July 7

2 comments

Can You Change What You Think About Chronic Pain?

By Sue Ingebretson

July 7, 2015

Amazon, book review, chronic illness, chronic pain doesn't have to hurt, fibromyalgia, pain, sandy rozelman

Can You Change What You Think About Chronic Pain?Would you find it helpful for me (or anyone for that matter) to tell you how chronic pain feels? Probably not. It IS beneficial, however, to learn how to adjust your body’s innate ability to change how it perceives pain.
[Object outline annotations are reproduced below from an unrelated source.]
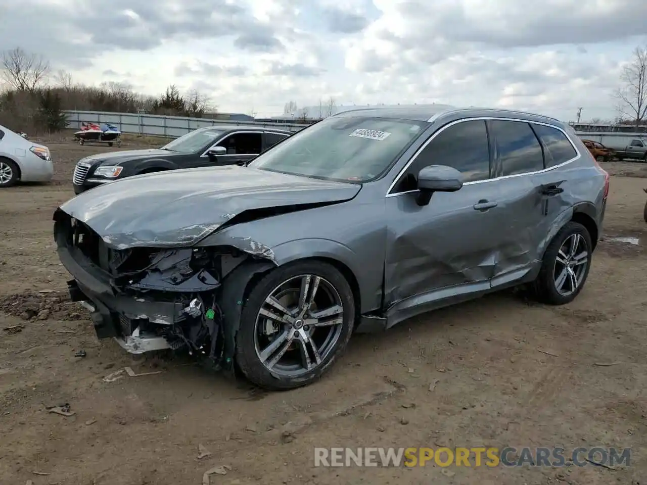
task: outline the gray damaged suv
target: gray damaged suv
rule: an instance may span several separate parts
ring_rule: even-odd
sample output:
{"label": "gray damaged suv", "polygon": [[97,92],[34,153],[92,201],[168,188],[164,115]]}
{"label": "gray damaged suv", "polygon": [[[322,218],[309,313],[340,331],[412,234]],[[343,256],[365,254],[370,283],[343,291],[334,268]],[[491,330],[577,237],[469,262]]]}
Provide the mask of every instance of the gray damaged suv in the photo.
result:
{"label": "gray damaged suv", "polygon": [[[347,111],[248,164],[130,177],[54,214],[71,299],[131,352],[307,384],[353,331],[528,284],[582,290],[608,175],[523,113]],[[207,361],[209,361],[208,360]]]}

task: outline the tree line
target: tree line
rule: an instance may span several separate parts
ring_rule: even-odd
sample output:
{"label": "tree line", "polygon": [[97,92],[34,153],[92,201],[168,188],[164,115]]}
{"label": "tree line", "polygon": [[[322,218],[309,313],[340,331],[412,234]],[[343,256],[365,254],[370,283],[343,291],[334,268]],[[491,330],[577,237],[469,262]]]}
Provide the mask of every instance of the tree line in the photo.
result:
{"label": "tree line", "polygon": [[16,131],[56,132],[67,126],[65,110],[138,113],[201,118],[215,113],[197,91],[183,94],[171,85],[159,96],[135,92],[124,83],[99,86],[75,83],[65,71],[53,72],[49,61],[19,47],[0,55],[0,125]]}

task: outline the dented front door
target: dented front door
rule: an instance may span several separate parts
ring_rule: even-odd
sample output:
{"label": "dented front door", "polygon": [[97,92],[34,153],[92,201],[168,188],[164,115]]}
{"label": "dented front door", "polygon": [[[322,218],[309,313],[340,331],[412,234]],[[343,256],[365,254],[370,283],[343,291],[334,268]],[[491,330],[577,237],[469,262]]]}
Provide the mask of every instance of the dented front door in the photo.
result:
{"label": "dented front door", "polygon": [[415,193],[386,199],[386,307],[416,295],[429,294],[424,299],[433,301],[451,297],[443,290],[464,293],[466,285],[489,285],[505,224],[498,206],[498,183],[437,192],[422,207]]}

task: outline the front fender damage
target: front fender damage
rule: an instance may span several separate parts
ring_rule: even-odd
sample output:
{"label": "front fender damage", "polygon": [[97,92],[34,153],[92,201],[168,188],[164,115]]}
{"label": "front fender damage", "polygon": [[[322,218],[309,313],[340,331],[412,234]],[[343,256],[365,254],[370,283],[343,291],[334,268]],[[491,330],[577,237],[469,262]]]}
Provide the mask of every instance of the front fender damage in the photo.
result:
{"label": "front fender damage", "polygon": [[118,339],[122,347],[131,353],[188,350],[232,371],[248,283],[276,264],[272,249],[251,238],[228,242],[156,250],[135,270],[132,258],[140,248],[111,259],[111,286],[126,322]]}
{"label": "front fender damage", "polygon": [[245,291],[276,266],[271,247],[223,231],[208,245],[124,248],[71,217],[55,221],[57,251],[74,277],[71,299],[91,310],[99,338],[132,353],[185,349],[233,369]]}

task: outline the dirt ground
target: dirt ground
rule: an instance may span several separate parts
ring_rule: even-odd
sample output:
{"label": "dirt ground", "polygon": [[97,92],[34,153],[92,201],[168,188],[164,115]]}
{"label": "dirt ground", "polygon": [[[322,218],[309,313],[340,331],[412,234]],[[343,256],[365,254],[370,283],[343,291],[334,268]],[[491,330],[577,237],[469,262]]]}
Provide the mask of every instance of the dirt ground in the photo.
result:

In Sandy Rozelman’s book, Chronic Pain Doesn’t Have to Hurt, Sandy details the strong connection between what we think and how we feel pain.

 

I’m fond of stating the following phrase to my clients –

 

What you think has everything

to do with how you feel.

 

Additionally, here’s a fav quote that I have printed in my office:

 

Every cell of your body is eavesdropping

on your thoughts.” – Deepak Chopra

 

Fortunately for this community, author Sandy Rozelman was kind enough to contact me a while ago to see if I’d check out her book,  Chronic Pain Doesn’t Have to Hurt, Shift Your Perception of Pain. She provided me with a copy and I’m grateful to report that I enjoyed it immensely. You can check out the book on Amazon using the link above – and don’t miss my 5 Star Review!

 

Today, she’s kindly allowed me to share a chapter from this helpful book and I hope you enjoy this selection.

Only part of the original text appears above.